У исполкома и магазина потребкооперации тоже стояло много подвод; голоса крестьян были далеко слышны в тихом вечернем воздухе. Поровнявшись с подводами, женщина снова отвернулась, опустила глаза. Позади какой-то крестьянин громко сказал:

— Видала? Как две капли воды — дочка Лиепиня…

— Это которая убежала с немецким женихом? — спросил женский голос. — А что ей здесь делать? Ты, наверно, обознался.

— Что же удивительного? Напрыгалась, наголодалась, а теперь, поджав хвост, ползет обратно к неотесанным латышам.

Элла Лиепинь-Спаре-Рейнхард покраснела, как от пощечины, и ускорила шаг.

«Какие люди бессердечные… — думала ома, — только бы порадоваться чужой беде, — больше им ничего не надо. Они знать не хотят, что человек пережил, какие ужасы перенес, с какими чувствами возвращается на родину. Наголодалась, ползет, поджав хвост…» От стыда и злости Элла готова была заплакать, но к чему слезы, если поблизости нет ни одной сочувствующей души.

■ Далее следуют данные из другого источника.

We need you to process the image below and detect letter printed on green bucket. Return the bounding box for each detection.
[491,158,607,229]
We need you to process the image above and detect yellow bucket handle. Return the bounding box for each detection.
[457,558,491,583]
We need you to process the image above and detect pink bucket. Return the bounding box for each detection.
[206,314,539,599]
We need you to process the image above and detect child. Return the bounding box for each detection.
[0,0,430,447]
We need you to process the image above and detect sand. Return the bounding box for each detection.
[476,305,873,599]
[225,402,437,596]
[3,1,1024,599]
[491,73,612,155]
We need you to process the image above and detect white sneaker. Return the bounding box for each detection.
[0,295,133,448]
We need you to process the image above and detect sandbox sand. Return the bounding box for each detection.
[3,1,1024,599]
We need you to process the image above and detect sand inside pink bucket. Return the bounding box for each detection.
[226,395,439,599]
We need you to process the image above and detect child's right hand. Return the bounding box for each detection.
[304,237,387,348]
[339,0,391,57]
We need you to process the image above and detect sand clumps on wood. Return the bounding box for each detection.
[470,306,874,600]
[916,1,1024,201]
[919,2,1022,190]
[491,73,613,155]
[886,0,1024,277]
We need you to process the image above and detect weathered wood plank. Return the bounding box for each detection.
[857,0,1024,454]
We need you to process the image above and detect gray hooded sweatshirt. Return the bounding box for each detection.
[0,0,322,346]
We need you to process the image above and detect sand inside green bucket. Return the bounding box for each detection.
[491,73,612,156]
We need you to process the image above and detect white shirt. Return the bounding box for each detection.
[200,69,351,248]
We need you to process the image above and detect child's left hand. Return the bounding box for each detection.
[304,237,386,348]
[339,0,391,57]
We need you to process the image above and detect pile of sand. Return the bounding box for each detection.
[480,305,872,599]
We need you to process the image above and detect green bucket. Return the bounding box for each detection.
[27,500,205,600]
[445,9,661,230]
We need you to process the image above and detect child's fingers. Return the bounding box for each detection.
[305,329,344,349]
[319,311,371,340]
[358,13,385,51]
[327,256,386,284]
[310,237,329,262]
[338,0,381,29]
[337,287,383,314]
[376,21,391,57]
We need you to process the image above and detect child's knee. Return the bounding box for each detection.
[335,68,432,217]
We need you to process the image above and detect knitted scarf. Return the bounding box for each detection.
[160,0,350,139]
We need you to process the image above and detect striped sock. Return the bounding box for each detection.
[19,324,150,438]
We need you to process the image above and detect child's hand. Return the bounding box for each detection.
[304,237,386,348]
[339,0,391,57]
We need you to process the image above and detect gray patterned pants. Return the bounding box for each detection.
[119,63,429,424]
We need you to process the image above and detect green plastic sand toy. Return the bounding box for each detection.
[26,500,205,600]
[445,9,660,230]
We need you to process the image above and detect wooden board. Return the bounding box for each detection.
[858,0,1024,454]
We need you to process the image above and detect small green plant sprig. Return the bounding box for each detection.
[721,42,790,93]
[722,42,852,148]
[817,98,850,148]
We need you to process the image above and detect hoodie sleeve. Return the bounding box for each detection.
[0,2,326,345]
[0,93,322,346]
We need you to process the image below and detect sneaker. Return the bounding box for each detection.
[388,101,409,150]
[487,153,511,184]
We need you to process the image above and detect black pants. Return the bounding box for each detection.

Меньше года не была она дома, а чего только не пережила за это время. Сколько страху натерпелась, пока ехала на машине крейсландсвирта Рейнхарда по забитым войсками дорогам! Налеты советской авиации… ночевки в лесу под мокрыми от дождя кустами, угрюмые, недружелюбные лица латышских и литовских крестьян… Маленькая темная комнатка в Кенигсберге, окружение, налеты авиации, уход Рейнхарда в армию и тяжелые принудительные работы по рытью укреплений… Потом этот ужасный штурм Кенигсберга, фантастический огонь советской артиллерии, горящие рушащиеся дома и страх, безумный страх… Настоящее светопреставление. Мороз по коже подирает при воспоминании об этом.

Но еще страшнее думать о будущем. Кто оправдает и простит? Что отвечать на вопросы людей? А вопросы будут — трудные, унизительные, — и ей придется на них отвечать.

Одна надежда, что Петера нет в живых. Хоть бы ему не пришлось ничего рассказывать… Расма еще ничего не понимает, а с родителями можно как-нибудь столковаться. Придется некоторое время жить, как в тюрьме, никуда не показываться, пока людям не надоест говорить об Элле Лиепинь, пока новое событие не отвлечет их внимание.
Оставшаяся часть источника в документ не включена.